As with today's medical industry in regards to the inhalation of respiratory medications, there was speculation mingled with science.  Yet it would probably be a true statement if I said the patient, regardless of the doctors recommendations, came up with his own answers to the above questions.  When he found something to work, he repeated it as he so choose to get the desired results.  That's just how we asthmatics are.

  1. Cohen, Jacob Solis, "Inhalation in the treatment of disease: it's therapeutics and practice," 1876, Philadelphia, Lindsay and Blakiston

Tuesday, March 21, 2017

1983: Mom's voice and the nice respiratory therapist

The highlight of any of my stays in the hospital was when my mom came to visit.
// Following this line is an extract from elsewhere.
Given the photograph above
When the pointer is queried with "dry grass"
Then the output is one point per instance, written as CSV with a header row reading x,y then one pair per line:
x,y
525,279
Usually she would come early in the morning and stay until after the notice rang over head, "Visiting hours are over." During the day mom would read to me. One time, as there was nothing else to read, she read a story from reader's digest. The story was too complex for me to understand (or maybe I was too hyped up from all the medicines I was on to treat my asthma) and had trouble paying attention to the story. However, I loved to hear my mom's voice. Hearing mom's voice was therapeutic. It was almost as therapeutic as Sus-Phrine. There is just something soothing about hearing your mom's voice as she is reading a story. It is so relaxing. I loved it when she did it, and wish she would have more often. However, in our busy household, about the only times I remember her reading to me was in the doctor's waiting room or when I was in a hospital be. That's fine. I will take those memories wherever I can get them.

So mom left one day when i was eleven. A respiratory therapist name Star came into my room. She was a young therapist. She was really nice. I liked her probably because she would actually pay attention to me. She would sit on the edge of the bed and watch TV with me. One time I was flipping through the stations and came to a channel with some naked Aborigines. I started to turn the channel, but Star told me to keep it on this station. I wasn't interested in learning about them, but she was. I was too busy laughing. She kind of scolded me for laughing at them. I didn't do it intentionally, i was just giddy. It was probably from all the medicines I was strung on.

The next day mom brought my brothers to visit me. Mom had to take them home. When mom left I went to look out the window. This was when Star entered my room. She gave me my treatment, and then said "Let's play some cards." Of course, there was a deck of cards that mom brought me on my table. I don't remember what game we played, but she stayed in my room for quite some time. It was nice to have the company. I was so happy to have a therapist who paid attention to me like this. But, there was a page overhead, and she had to rush out of the room. Still, it was nice that she helped me pass the time.

Sixteen year's later, when I was hired at Memorial Medical Center in Ludington as a respiratory therapy, Star became my co-worker. Star would later tell me I was a very excitable kid.